WASHINGTON (Reuters) -- U.S. consumer spending fell in April, despite personal income posting the largest increase in 11 months, a government report showed on Monday, pointing to lackluster consumption activity in the second quarter.
The Commerce Department said spending slipped 0.1% after a revised 0.3% fall in March, previously reported as a 0.2% drop. That was slightly better than market expectations for a 0.2% fall in spending.
A government report on Friday showed spending, which accounts for over 70% of economic activity, rose at a 1.5% annual rate in the first quarter, but slower than the 2.2% increase the Commerce Department had previously estimated. Consumption plunged in the second half of last year.

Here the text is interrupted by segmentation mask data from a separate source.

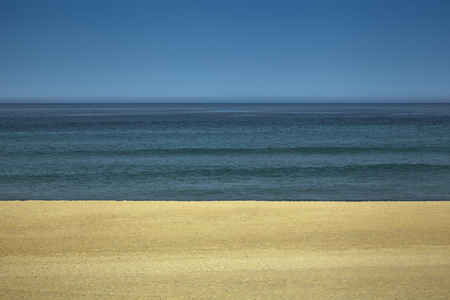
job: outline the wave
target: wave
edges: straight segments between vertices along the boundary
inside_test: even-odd
[[[83,177],[114,177],[114,178],[129,178],[129,179],[154,179],[154,178],[179,178],[190,179],[192,177],[210,177],[211,179],[217,177],[235,177],[235,178],[264,178],[264,177],[379,177],[384,174],[387,178],[397,175],[408,176],[408,174],[418,174],[421,176],[427,173],[442,173],[444,177],[450,174],[450,165],[437,164],[368,164],[368,165],[345,165],[345,166],[283,166],[283,167],[262,167],[262,166],[147,166],[136,168],[117,167],[113,169],[102,169],[101,167],[86,169],[80,168],[77,170],[40,170],[37,173],[21,174],[15,172],[5,172],[2,178],[11,180],[13,178],[67,178],[76,177],[77,180],[82,180]],[[383,175],[383,177],[384,177]],[[416,176],[416,175],[415,175]]]
[[[239,167],[206,167],[206,168],[182,168],[182,169],[166,169],[162,173],[174,173],[181,176],[196,175],[196,176],[254,176],[254,177],[283,177],[283,176],[379,176],[380,173],[389,174],[399,172],[404,175],[407,173],[427,173],[427,172],[442,172],[450,171],[450,165],[433,165],[433,164],[371,164],[371,165],[346,165],[340,167],[330,166],[287,166],[287,167],[253,167],[253,168],[239,168]],[[161,171],[157,171],[160,173]],[[151,175],[152,172],[147,172]]]
[[[18,150],[15,154],[19,154]],[[284,155],[284,154],[371,154],[371,153],[450,153],[448,147],[268,147],[268,148],[154,148],[154,149],[80,149],[39,150],[34,155],[63,156],[174,156],[174,155]]]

Personal income rose 0.5%, the biggest increase since May last year, after falling by a revised 0.2% in March, which had been reported as a 0.3% decline in March. Analysts polled by Reuters had forecast income to fall 0.2% in April.
Real disposable income surged 1.1% in April, boosted by tax cuts and increased social benefit payments under the government's record $787 billion stimulus package, the Commerce Department said. Excluding the stimulus package, real disposable income increased 0.7% in April.
Savings jumped to a record annual rate of $620.2 billion. The savings rate rose to 5.7% in April, the highest level since February 1995, from 4.5% the previous month. Households, buffeted by job losses and falling asset values, are cutting back spending on non-essential items, preferring to save any extra income.